Enforce memory limit during parallel GIN builds

tvondra · tvondra · commit b229c1016477 · 2025-03-04T20:41:13.000+01:00
Index builds are expected to respect maintenance_work_mem, just like other maintenance operations. For serial builds this is done simply by flushing the buffer in ginBuildCallback() into the index. But with parallel builds it's more complicated, because there are multiple places that can allocate memory. ginBuildCallbackParallel() does the same thing as ginBuildCallback(), except that the accumulated items are written into tuplesort. Then the entries with the same key get merged - first in the worker, then in the leader - and the TID lists may get (arbitrarily) long. It's unlikely it would exceed the memory limit, but it's possible. We address this by evicting some of the data if the list gets too long. We can't simply dump the whole in-memory TID list. The GIN index bulk insert code expects to see TIDs in monotonic order; it may fail if the TIDs go backwards. If the TID lists overlap, evicting the whole current TID list would break this (a later entry might add "old" TID values into the already-written part). In the workers this is not an issue, because the lists never overlap. But the leader may see overlapping lists produced by the workers. We can however derive a safe "horizon" TID - the entries (for a given key) are sorted by (key, first TID), which means no future list can add values before the last "first TID" we've seen. This patch tracks the "frozen" part of the TID list, which we know can't change by merging additional TID lists. If needed, we can evict this part of the list. We don't want to do this too often - the smaller lists we evict, the more expensive it'll be to merge them in the next step (especially in the leader). Therefore we only trim the list if we have at least 1024 frozen items, and if the whole list is at least 64kB large. These thresholds are somewhat arbitrary and conservative. We might calculate the values from maintenance_work_mem, but tests show that does not really improve anything (time, compression ratio, ...). So we stick to these conservative values to release memory faster.
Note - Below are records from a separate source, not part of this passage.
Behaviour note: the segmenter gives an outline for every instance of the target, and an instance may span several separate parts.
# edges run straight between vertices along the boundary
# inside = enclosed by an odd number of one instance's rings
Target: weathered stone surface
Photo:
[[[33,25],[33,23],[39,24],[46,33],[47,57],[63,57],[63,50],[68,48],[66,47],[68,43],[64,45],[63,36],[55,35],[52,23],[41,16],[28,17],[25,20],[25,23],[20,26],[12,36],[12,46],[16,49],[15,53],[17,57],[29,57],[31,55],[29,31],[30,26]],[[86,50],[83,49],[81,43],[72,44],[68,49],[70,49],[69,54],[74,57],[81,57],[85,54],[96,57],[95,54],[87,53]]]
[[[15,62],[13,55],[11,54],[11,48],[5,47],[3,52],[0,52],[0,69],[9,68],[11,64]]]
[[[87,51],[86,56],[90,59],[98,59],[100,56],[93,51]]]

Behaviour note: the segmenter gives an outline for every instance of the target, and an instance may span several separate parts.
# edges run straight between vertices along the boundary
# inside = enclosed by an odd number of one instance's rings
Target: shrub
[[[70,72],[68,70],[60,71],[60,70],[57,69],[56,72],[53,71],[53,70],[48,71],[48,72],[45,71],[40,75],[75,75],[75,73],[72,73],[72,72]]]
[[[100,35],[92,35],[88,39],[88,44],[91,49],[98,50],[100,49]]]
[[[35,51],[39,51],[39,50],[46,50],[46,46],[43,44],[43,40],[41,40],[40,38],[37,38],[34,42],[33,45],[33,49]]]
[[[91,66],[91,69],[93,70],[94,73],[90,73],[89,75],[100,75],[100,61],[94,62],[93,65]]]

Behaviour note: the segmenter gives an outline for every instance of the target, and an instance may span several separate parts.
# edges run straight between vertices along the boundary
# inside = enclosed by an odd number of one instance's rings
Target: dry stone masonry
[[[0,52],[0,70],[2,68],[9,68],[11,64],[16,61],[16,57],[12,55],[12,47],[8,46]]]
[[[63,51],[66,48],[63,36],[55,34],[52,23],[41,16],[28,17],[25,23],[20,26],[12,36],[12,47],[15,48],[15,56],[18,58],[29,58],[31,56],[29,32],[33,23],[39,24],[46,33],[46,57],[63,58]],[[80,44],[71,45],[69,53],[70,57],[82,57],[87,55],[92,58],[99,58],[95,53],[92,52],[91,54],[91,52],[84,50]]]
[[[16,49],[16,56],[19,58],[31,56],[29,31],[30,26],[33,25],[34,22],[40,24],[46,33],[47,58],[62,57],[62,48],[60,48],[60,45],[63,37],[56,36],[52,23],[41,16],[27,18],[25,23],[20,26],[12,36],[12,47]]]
Author: Tomas Vondra Reviewed-by: Matthias van de Meent, Andy Fan, Kirill Reshke Discussion: https://postgr.es/m/6ab4003f-a8b8-4d75-a67f-f25ad98582dc%40enterprisedb.com
diff --git a/src/backend/access/gin/gininsert.c b/src/backend/access/gin/gininsert.c
@@ -1155,8 +1155,12 @@ typedef struct GinBuffer
 	int16		typlen;
 	bool		typbyval;
 
+	/* Number of TIDs to collect before attempt to write some out. */
+	int			maxitems;
+
 	/* array of TID values */
 	int			nitems;
+	int			nfrozen;
 	SortSupport ssup;			/* for sorting/comparing keys */
 	ItemPointerData *items;
 } GinBuffer;
@@ -1229,6 +1233,13 @@ GinBufferInit(Relation index)
 				nKeys;
 	TupleDesc	desc = RelationGetDescr(index);
 
+	/*
+	 * How many items can we fit into the memory limit? We don't want to end
+	 * with too many TIDs. and 64kB seems more than enough. But maybe this
+	 * should be tied to maintenance_work_mem or something like that?
+	 */
+	buffer->maxitems = (64 * 1024L) / sizeof(ItemPointerData);
+
 	nKeys = IndexRelationGetNumberOfKeyAttributes(index);
 
 	buffer->ssup = palloc0(sizeof(SortSupportData) * nKeys);
@@ -1336,6 +1347,48 @@ GinBufferKeyEquals(GinBuffer *buffer, GinTuple *tup)
 	return (r == 0);
 }
 
+/*
+ * GinBufferShouldTrim
+ *		Should we trim the list of item pointers?
+ *
+ * By trimming we understand writing out and removing the tuple IDs that
+ * we know can't change by future merges. We can deduce the TID up to which
+ * this is guaranteed from the "first" TID in each GIN tuple, which provides
+ * a "horizon" (for a given key) thanks to the sort.
+ *
+ * We don't want to do this too often - compressing longer TID lists is more
+ * efficient. But we also don't want to accumulate too many TIDs, for two
+ * reasons. First, it consumes memory and we might exceed maintenance_work_mem
+ * (or whatever limit applies), even if that's unlikely because TIDs are very
+ * small so we can fit a lot of them. Second, and more importantly, long TID
+ * lists are an issue if the scan wraps around, because a key may get a very
+ * wide list (with min/max TID for that key), forcing "full" mergesorts for
+ * every list merged into it (instead of the efficient append).
+ *
+ * So we look at two things when deciding if to trim - if the resulting list
+ * (after adding TIDs from the new tuple) would be too long, and if there is
+ * enough TIDs to trim (with values less than "first" TID from the new tuple),
+ * we do the trim. By enough we mean at least 128 TIDs (mostly an arbitrary
+ * number).
+ */
+static bool
+GinBufferShouldTrim(GinBuffer *buffer, GinTuple *tup)
+{
+	/* not enough TIDs to trim (1024 is somewhat arbitrary number) */
+	if (buffer->nfrozen < 1024)
+		return false;
+
+	/* no need to trim if we have not hit the memory limit yet */
+	if ((buffer->nitems + tup->nitems) < buffer->maxitems)
+		return false;
+
+	/*
+	 * OK, we have enough frozen TIDs to flush, and we have hit the memory
+	 * limit, so it's time to write it out.
+	 */
+	return true;
+}
+
 /*
  * GinBufferStoreTuple
  *		Add data (especially TID list) from a GIN tuple to the buffer.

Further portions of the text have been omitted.